Where this approach works—and where it does not
The workflow is strongest for travel footage, demos, interviews with cutaways and other material with visible scene changes. It is less useful for a single unbroken talking-head shot, and visual difference alone cannot understand narrative priority. Browser AI availability also varies by browser, device and model-download state. The system responds by exposing capability checks and reviewable evidence instead of claiming universal one-click editing.
EDITOR'S NOTES
Before you apply the rough cut
- 01Use a video with meaningful shot or composition changes; a static recording produces fewer useful peaks.
- 02Keep the browser tab active during initial model setup and allow the built-in model to download if required.
- 03Review names, numbers, brand references and scene intent because captions are model-generated estimates.
- 04Check adjacent captions for pacing even though candidate frames are separated by at least 1.2 seconds.
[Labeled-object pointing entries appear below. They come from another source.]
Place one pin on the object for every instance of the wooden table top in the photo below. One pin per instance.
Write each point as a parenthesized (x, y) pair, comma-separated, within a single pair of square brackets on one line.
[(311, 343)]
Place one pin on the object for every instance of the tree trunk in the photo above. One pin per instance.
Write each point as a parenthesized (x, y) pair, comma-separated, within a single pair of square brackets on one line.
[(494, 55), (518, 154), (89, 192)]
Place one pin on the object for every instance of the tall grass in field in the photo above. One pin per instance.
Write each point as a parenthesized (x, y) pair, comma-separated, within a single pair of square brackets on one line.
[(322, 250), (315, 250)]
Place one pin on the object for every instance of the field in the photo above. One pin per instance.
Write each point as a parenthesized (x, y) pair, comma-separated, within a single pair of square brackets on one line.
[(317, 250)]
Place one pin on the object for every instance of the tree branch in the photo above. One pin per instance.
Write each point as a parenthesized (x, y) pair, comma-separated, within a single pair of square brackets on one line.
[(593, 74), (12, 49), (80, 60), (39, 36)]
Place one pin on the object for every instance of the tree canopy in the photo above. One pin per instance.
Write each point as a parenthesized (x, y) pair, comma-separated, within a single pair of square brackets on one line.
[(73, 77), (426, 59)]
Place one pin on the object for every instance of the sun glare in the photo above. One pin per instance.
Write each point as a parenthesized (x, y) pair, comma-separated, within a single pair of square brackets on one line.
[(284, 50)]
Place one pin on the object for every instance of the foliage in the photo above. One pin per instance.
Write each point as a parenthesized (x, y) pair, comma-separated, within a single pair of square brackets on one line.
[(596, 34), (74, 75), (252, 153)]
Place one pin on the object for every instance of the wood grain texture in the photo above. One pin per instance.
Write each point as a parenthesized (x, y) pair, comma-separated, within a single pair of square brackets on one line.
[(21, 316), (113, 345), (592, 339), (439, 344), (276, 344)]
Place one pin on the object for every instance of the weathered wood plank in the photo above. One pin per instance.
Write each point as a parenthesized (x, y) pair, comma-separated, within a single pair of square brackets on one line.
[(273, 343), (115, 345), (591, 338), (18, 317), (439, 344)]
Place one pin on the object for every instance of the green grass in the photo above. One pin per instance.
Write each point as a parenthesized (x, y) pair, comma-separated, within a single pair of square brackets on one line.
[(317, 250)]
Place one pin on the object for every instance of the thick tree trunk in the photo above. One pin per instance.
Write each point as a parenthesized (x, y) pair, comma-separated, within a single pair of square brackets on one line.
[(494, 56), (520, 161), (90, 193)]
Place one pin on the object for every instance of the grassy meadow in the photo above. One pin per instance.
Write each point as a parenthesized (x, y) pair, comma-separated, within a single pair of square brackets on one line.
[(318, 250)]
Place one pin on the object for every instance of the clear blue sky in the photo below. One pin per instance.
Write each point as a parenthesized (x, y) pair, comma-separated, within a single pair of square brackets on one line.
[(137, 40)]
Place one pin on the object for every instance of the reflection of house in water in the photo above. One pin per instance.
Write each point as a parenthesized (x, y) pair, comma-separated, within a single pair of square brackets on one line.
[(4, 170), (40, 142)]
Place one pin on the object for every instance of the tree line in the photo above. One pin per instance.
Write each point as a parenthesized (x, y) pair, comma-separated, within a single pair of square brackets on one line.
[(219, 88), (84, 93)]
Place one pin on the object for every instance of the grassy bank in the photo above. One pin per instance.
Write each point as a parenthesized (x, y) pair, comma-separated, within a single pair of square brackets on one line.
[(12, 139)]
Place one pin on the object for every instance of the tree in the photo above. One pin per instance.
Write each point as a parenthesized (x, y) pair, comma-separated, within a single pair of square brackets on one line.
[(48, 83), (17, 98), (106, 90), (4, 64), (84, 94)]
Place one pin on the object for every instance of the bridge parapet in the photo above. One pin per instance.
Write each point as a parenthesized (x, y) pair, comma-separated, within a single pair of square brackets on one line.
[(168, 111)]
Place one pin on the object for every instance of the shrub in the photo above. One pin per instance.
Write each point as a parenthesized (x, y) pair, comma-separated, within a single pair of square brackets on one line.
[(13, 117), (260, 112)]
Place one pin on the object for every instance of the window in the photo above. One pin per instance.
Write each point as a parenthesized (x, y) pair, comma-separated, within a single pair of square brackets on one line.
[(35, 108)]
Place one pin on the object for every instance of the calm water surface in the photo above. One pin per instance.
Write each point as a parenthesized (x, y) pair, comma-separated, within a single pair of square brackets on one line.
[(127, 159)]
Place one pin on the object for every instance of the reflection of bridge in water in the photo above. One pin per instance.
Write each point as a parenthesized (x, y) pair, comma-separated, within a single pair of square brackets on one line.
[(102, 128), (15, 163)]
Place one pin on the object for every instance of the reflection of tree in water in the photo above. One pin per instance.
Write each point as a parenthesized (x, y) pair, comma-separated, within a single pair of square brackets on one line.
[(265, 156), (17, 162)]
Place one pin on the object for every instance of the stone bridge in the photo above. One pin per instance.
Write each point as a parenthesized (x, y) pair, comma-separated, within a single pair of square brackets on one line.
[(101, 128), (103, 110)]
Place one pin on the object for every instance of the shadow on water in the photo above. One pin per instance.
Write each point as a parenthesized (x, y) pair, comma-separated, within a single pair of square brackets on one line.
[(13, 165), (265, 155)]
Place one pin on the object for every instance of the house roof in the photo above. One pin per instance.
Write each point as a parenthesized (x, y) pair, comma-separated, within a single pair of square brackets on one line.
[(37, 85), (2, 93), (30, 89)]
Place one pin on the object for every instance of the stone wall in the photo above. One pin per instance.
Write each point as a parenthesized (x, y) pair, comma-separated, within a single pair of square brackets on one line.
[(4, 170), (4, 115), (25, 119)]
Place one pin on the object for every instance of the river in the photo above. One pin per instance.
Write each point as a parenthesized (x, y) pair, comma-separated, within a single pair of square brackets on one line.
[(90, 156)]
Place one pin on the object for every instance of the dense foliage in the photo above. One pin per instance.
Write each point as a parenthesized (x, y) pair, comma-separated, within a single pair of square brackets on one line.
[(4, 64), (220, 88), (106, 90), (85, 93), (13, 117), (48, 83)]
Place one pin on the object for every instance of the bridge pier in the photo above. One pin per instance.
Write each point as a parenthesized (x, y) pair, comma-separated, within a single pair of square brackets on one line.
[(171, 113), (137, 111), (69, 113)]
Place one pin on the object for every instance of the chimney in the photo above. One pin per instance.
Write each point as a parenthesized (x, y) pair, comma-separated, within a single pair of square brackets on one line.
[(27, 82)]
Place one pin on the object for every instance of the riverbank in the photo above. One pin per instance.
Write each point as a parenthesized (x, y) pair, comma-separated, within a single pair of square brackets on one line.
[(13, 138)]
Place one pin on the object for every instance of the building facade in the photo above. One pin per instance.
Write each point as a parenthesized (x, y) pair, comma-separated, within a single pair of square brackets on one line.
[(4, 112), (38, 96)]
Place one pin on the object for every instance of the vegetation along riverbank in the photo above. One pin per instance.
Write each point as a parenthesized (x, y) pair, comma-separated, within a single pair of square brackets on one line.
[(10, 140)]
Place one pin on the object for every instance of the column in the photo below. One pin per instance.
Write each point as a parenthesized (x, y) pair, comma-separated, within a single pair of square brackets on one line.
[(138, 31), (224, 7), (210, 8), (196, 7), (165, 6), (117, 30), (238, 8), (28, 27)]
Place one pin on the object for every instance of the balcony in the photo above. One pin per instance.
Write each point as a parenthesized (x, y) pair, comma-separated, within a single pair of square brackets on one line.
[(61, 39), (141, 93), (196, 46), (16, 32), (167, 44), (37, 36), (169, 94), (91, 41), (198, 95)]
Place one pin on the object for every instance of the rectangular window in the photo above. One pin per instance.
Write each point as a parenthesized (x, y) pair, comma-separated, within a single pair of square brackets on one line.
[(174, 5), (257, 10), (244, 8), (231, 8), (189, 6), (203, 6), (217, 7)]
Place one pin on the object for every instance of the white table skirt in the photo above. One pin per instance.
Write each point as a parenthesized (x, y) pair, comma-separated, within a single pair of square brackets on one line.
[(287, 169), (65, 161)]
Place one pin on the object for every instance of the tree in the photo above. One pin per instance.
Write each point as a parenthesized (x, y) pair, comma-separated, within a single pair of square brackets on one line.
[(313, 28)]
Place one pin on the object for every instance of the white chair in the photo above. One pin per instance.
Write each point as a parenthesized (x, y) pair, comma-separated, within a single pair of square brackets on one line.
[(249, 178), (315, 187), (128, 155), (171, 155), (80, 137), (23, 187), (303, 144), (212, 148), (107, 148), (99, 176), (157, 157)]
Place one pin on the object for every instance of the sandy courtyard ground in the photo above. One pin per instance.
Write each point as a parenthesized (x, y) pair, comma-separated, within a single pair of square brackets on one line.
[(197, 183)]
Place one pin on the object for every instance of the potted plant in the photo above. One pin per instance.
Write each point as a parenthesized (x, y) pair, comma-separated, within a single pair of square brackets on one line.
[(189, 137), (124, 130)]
- 05Treat the result as a caption rough cut: source clips remain unchanged until you edit them yourself.
REFERENCE
Questions with precise boundaries
Does automatic editing cut or delete my video clips?
No. The current workflow detects scene candidates and drafts timed captions. It changes the timeline only after review, and it does not automatically delete, shorten or reorder source clips.
Does the video have to be uploaded to an AI service?
The analysis and supported built-in language-model workflow run in the browser. Application and model files may need to download first, but the source video is not sent to a remote editing service by this feature.
Which browser AI capability is required?
The browser must expose a built-in LanguageModel that accepts both image and text input. Availability depends on browser version, device support and model-download state.
Why are the generated captions reviewable?
Visual captions can misidentify objects, names or intent. Showing candidates and scores lets the editor verify evidence before the result becomes part of the project.
Is this the same as a finished automatic edit?
No. It is a reviewable rough-cut assistant for scene selection evidence and captions. Narrative trimming, ordering, pacing and final editorial judgment remain with the user.